Third, the Biden administration has not stopped trying to entice regional countries to gang up on China on the South China Sea issue. For example, just a few days after taking office, Secretary of State Antony Blinken spoke with Vietnam's Vice-Premier and Foreign Minister Pham Binh Minh by telephone on Feb 5. His intention to contain China was very obvious.

At present, the only thing that the Biden administration has yet to do to fully employ the Trump administration's playbook on the South China Sea issue is that it has not taken any action to deny China's claims in the South China Sea. However, the statement on the South China Sea issued by former secretary of state Mike Pompeo in July 2020 already represents the official position of the US government. The Biden administration does not have the will to change that.

Although the Biden administration has basically continued the Trump administration's policy on the South China Sea issue, there have been some changes in the specific strategies. The most obvious one is that the Biden administration has not taken any drastic new actions on the South China Sea issue. On the eve of the US election in 2020, US media reported that the Trump administration might use drones to bomb China's islands and reefs in the South China Sea. In addition, the US Marine Corps carried out exercises in the Pacific Ocean rehearsing how seize and defend islands. Although the Trump administration did not attack China's islands and reefs, the situation in the South China Sea was very tense at that time. So far, the Biden administration has not made any similar provocative moves.

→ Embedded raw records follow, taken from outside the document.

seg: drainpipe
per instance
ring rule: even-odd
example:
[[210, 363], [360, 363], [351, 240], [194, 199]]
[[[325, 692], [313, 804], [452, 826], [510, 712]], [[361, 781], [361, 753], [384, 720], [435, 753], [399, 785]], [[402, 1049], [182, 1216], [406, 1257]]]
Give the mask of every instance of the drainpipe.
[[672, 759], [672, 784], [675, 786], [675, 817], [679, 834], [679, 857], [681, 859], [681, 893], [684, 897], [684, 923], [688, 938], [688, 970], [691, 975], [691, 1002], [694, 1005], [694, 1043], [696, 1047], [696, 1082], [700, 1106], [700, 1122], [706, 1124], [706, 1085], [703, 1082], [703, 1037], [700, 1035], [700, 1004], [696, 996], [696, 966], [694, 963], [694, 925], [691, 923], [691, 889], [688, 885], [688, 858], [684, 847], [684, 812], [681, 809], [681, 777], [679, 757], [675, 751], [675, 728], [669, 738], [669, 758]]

However, it should be pointed out that the United States' frequent "freedom of navigation operations" and military drills in the South China Sea still increase the risk of military conflicts between China and the United States.

At present, the Biden administration's priority is to fight COVID-19 and revive the US economy. It is not Biden's desire to stir up conflict with China on the South China Sea issue. However, US Secretary of State Antony Blinken said in a speech on March 3, "our relationship with China will be competitive when it should be, collaborative when it can be, and adversarial when it must be". It seems that the Biden administration may be "adversarial" on the South China Sea issue.

In fact, the freedom of navigation in the South China Sea has not been hindered in recent years. Ships and aircrafts of the United States and other countries can navigate freely in the South China Sea. The main reason why the US government constantly hypes the South China Sea issue is to use this geopolitical lever to contain and constrain China's rise.

Because China's growing strength has challenged the US global leadership and particularly its regional hegemony in Asia, the Democratic Party and Republic Party have reached a consensus on meeting China's challenge with hard-line policies. Therefore, the Biden administration's policy on the South China Sea issue will not change fundamentally. China needs to be prepared for this.

The author is an assistant researcher of the Institute of American Studies at the Chinese Academy of Social Sciences.